Evimizin oğlu yazdı: “Benim Adım Günah”

Cumartesi Pazar demeden çalışan “evimizin oğlu” Murat Güloğlu neden bu kadar çok seviliyor? Üç nesil de seni seviyor, “evimizin oğlu” sözünün içini doldurduğun için mi acaba? Tabii bunu sevenlerine sormak lazım ama, biz senden de dinleyelim.

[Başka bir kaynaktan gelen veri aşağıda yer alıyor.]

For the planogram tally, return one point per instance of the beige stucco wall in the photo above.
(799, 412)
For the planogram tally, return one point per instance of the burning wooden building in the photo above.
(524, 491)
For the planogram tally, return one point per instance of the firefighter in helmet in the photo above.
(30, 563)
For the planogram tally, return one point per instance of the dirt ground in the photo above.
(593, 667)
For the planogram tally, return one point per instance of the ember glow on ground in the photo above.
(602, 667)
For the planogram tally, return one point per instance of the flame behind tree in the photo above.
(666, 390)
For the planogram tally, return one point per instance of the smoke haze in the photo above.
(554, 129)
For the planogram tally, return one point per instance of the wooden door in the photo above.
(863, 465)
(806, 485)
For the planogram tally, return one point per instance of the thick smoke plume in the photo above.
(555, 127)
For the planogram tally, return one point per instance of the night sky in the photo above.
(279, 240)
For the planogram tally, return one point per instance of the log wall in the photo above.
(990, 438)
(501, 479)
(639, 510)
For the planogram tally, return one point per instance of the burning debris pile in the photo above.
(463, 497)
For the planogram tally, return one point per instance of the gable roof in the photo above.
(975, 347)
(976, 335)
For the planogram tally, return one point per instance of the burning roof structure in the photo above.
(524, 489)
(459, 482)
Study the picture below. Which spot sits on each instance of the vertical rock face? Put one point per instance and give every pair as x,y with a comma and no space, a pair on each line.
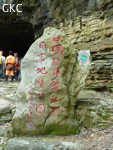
88,25
52,76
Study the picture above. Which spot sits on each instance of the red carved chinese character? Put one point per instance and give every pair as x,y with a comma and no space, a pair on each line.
40,70
41,57
58,61
30,115
58,48
30,120
30,96
54,100
41,82
40,108
57,39
31,89
57,108
40,95
42,45
31,102
30,126
55,85
56,72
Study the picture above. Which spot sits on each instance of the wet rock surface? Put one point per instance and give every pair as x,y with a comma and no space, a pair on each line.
92,138
88,25
52,77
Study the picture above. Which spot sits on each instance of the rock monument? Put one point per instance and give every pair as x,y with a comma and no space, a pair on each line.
53,73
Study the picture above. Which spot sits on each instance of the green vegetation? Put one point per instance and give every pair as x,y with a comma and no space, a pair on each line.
61,130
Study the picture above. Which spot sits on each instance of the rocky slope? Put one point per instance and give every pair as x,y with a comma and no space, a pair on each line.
89,25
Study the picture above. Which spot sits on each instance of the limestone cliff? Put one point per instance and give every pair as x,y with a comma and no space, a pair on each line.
88,24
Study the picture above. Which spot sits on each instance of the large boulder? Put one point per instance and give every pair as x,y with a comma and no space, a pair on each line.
53,73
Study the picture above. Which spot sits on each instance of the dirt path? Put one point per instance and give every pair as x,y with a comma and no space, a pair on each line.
91,139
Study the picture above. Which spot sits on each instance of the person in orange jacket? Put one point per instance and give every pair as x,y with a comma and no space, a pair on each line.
10,62
16,71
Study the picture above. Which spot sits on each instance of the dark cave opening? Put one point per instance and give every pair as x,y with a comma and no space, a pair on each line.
16,37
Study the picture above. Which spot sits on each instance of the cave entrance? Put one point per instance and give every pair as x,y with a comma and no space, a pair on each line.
16,37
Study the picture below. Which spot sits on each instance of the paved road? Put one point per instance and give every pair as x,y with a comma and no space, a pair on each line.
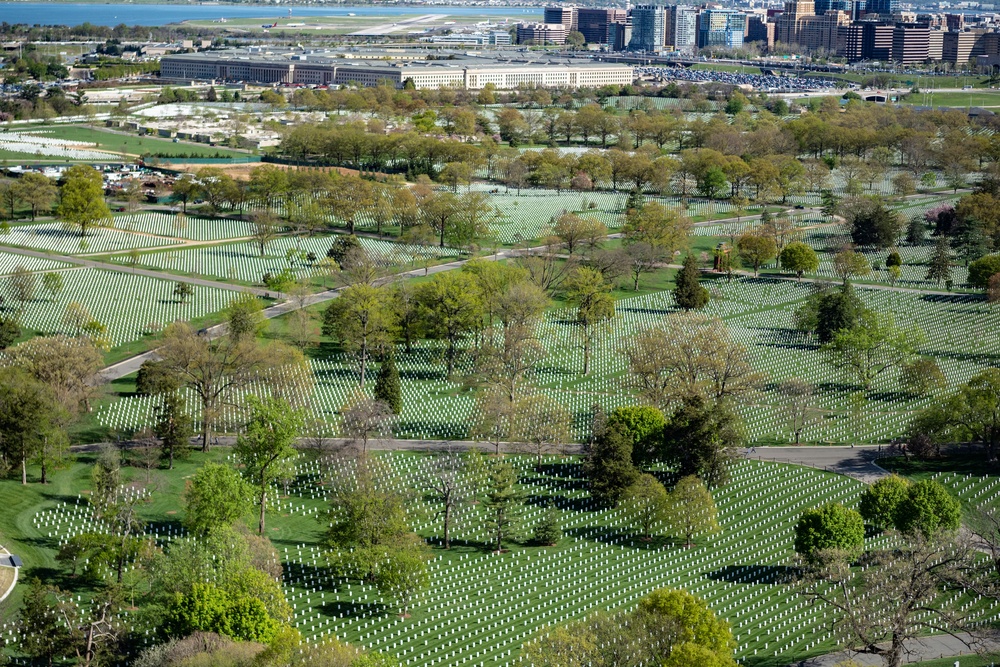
856,462
132,364
918,650
107,266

“Evin Oğlu olmak içtenliği, sıcaklığı içinde yaşatan bir durum. Söyledikleriye, anlatmak istedikleriyle, enerjisiyle, fırlamalıklarıyla belki, belki şakalarıyla, kimi zaman hüznüyle, yanlışa karşı isyanıyla evin içinden birisi olmak oldukça önemli. Bunu, bu durumu hane halkına benimsetmek her şeyden daha önemli. Düşünsene evden biri senden önce uyanmış, bütün enerjisiyle –aman nazar değmesin- evin ahalisine memlekette dünyada olan biten haberleri sunuyor. Süper bir şey bu. Ben bu sloganı ismimin önüne koyduğum ve bunu dillendirdiğim zaman bu denli bir etki yaratacağını, benimseneceğini düşünememiştim aslında. FOX’un sabah kuşağında, kadınlara dair bir program yapalım derken yöneticilerle gerçekleştirdiğimiz uzun toplantılarda çıktı bu düşünce. Murat Güloğlu madem evin içinden biri, programı böyle sunsun, konuklarını evinde ağırlasın dedik ve dekorumuzu da evin bir odasıymış gibi tasarladık. Bu fikir çok güzel yankı buldu ve Evinizin Oğlu Murat Güloğlu oluverdim. Bunu haberlere de taşıyınca çok daha leziz oldu. “Aç bakalım televizyonu da, evimin oğlundan alalım haberleri” kadar eşsiz bir cümle olabilir mi benim için. Bu tabiri ismin önüne koyup da söylemek çok kolaydır. Esas olan seyircinin buna evet demesidir, onaylamasıdır. Şimdi sosyal medyada aldığım mesajlardan, yolda yürürken selamlaştığım insanlardan, üniversitelerde yaptığım konuşmalardan bana “evimin oğlu” diye seslenilmesi, yaptığım şeyin çok doğru olduğunu ortaya koyuyor. Spontan gelişen hadiseler daha etkili oluyor.”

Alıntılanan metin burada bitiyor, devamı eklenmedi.